3. The Cubs deserve plenty of credit, too
Chicago's lineup might be young, but it showed serious poise and polish in the ninth. Ben Zobrist's at-bat against Romo was particularly impressive. Zobrist displayed his trademark strike-zone command, forcing Romo to come into the zone. When Romo did, on a 3-1 pitch, Zobrist drove the ball down the right-field line, scoring a run and putting two runners in scoring position. Both would come around to score three pitches later.
Javier Baez deserves special mention as well. Not only did he have an outstanding night on defense -- nearly turning in one of the slickest stop-and-throw plays you'll ever see -- but he also had a high-quality night at the plate. It was Baez who drove in the go-ahead run.
4. Moore had a great night wasted
When the Giants acquired Moore from the Rays at the trade deadline, the hope was he could slot into San Francisco's playoff rotation alongside Madison Bumgarner, Johnny Cueto, and Jeff Samardzija. It took Moore three NLDS games and a Wild Card Game to get his first appearance, but he made the most of it.
Matt Moore at 120 pitches. Most pitches in a postseason game since 2010: Justin Verlander, 133, Game 5 of 2011 ALCS.— David Schoenfield (@dschoenfield) October 12, 2016
Moore pitched eight innings, yielding two hits and one run -- on a David Ross home run we'll touch on later -- while striking out 10 batters and walking two. Moore had been inconsistent throughout his nascent Giants career, but he brought it when needed, mixing his pitches and throwing strikes.
Scowlin' John Lackey, Moore's counterpart, wasn't as sharp. He allowed seven hits over four frames, allowing three runs before he departed in deference to Justin Grimm. Unfortunately, for Moore, Lackey's bullpen did a better job of closing the door.
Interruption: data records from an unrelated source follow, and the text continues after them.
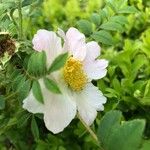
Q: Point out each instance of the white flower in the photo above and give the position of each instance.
(74, 80)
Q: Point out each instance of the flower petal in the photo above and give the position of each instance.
(32, 105)
(75, 43)
(93, 51)
(89, 101)
(96, 69)
(59, 111)
(49, 42)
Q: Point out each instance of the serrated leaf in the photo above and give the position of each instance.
(51, 85)
(2, 102)
(103, 37)
(37, 92)
(128, 136)
(119, 19)
(145, 145)
(85, 26)
(112, 26)
(128, 9)
(95, 18)
(110, 121)
(58, 63)
(34, 128)
(37, 64)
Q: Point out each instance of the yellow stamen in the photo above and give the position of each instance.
(74, 75)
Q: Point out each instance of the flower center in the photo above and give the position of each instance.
(74, 75)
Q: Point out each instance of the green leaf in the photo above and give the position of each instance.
(119, 19)
(127, 134)
(128, 9)
(85, 26)
(36, 89)
(59, 62)
(37, 64)
(112, 26)
(34, 128)
(95, 18)
(51, 85)
(110, 121)
(146, 145)
(2, 102)
(103, 37)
5. Moore even delivered at the plate
If you're a fan of NL baseball, you're probably enjoying this series. Because it's NL baseball, yes, and also because pitchers have been raking. Travis Wood and Jake Arrieta had each homered in previous games. Moore didn't do that on Tuesday night, however, he did come through with an RBI single through the right side of the infield.
Moore, who'd spent his entire career in the AL prior to the August trade, has one regular-season RBI to his name -- and that came in 2012. He now has one postseason RBI.
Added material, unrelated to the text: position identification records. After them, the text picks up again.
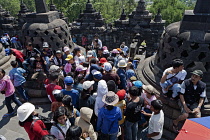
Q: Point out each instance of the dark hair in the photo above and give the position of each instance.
(14, 63)
(67, 101)
(61, 111)
(49, 137)
(134, 91)
(3, 71)
(53, 76)
(93, 61)
(177, 63)
(58, 97)
(157, 104)
(73, 133)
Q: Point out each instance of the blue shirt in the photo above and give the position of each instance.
(16, 74)
(74, 95)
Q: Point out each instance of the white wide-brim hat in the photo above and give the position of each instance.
(110, 98)
(24, 111)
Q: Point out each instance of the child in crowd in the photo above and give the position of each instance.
(148, 96)
(68, 65)
(61, 123)
(73, 112)
(7, 88)
(70, 91)
(155, 129)
(16, 76)
(58, 96)
(122, 105)
(52, 86)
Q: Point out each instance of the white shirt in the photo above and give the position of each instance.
(156, 123)
(180, 76)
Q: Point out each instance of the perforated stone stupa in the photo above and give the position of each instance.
(46, 26)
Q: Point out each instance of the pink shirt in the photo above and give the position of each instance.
(6, 84)
(144, 95)
(67, 67)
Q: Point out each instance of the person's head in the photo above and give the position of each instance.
(88, 85)
(67, 101)
(58, 53)
(14, 64)
(70, 59)
(68, 80)
(178, 65)
(25, 111)
(133, 91)
(121, 94)
(156, 106)
(29, 46)
(49, 137)
(66, 50)
(2, 73)
(38, 57)
(60, 115)
(45, 46)
(149, 90)
(73, 133)
(58, 94)
(54, 77)
(196, 76)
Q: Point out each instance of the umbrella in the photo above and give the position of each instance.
(195, 129)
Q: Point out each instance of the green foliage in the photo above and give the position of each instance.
(171, 10)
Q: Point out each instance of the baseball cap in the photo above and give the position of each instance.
(87, 84)
(107, 66)
(90, 53)
(97, 75)
(138, 84)
(69, 57)
(198, 73)
(68, 80)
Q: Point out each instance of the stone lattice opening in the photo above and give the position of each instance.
(201, 56)
(191, 65)
(194, 46)
(184, 53)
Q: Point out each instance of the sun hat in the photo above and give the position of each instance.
(82, 59)
(115, 51)
(122, 63)
(110, 98)
(54, 68)
(88, 84)
(24, 111)
(133, 78)
(80, 68)
(107, 66)
(69, 57)
(45, 45)
(138, 84)
(90, 53)
(58, 52)
(198, 73)
(102, 60)
(66, 48)
(106, 52)
(68, 80)
(148, 88)
(121, 94)
(97, 75)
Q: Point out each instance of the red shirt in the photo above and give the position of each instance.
(19, 55)
(36, 132)
(50, 88)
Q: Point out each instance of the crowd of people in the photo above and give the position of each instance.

6. The Giants' even-year magic ran out
You probably knew this already, given the Giants had won the World Series each of the last three times they'd reached the postseason. They hadn't been eliminated from the postseason since 2003. But San Francisco was nearly impossible to stop in elimination games. In fact, the Giants' loss on Tuesday snapped their streak of 10 elimination-game victories in a row.
Still, that streak might not be the craziest example of the Giants' magic, however. That honor instead goes to the unlikely ascent of Gillaspie, who went 4 for 4 and drove in a run and was rewarded with M-V-P chants by the San Francisco crowd. Yes, that really happened. No, it wasn't a fever dream. And no, it didn't really matter in the end.
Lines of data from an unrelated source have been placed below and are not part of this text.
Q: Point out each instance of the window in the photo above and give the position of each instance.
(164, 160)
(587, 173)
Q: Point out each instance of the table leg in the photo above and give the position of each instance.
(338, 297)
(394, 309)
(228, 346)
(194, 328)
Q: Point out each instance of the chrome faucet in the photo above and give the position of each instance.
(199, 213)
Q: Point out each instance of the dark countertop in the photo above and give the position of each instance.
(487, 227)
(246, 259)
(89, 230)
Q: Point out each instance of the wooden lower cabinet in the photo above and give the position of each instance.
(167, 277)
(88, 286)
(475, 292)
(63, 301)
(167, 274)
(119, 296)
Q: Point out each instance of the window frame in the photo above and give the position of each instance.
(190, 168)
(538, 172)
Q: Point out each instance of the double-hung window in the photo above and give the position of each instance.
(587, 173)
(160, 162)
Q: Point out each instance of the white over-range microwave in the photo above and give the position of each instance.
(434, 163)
7. David Ross made history with a home run
Ross, 39 years old and making his second start of the series behind the plate, hit a home run in the third inning. Noteworthy? You betcha. Not only did Ross tie the game -- if only for a little while -- but he also earned multiple spots in the record book:
David Ross just became the oldest catcher to homer in a postseason game, as well as the oldest Cubs player.— Andrew Simon (@AndrewSimonMLB) October 12, 2016
Counts all the same, even if it was wind-aided:
For the record, David Ross' 3rd-inning HR was calculated at 382 feet.— Baseball Tonight (@BBTN) October 12, 2016
It gained 28 feet due to the wind.
8. The Giants, meanwhile ...
Did not homer in the entire series. Brandon Crawford did come ridiculously close to changing that factoid in the fifth inning:
Crawford was an inch away from a two-run homer: pic.twitter.com/1cX99sm00D— Alex Pavlovic (@AlexPavlovic) October 12, 2016
But close doesn't get the job done. That's a fitting wrap for the 2016 Giants.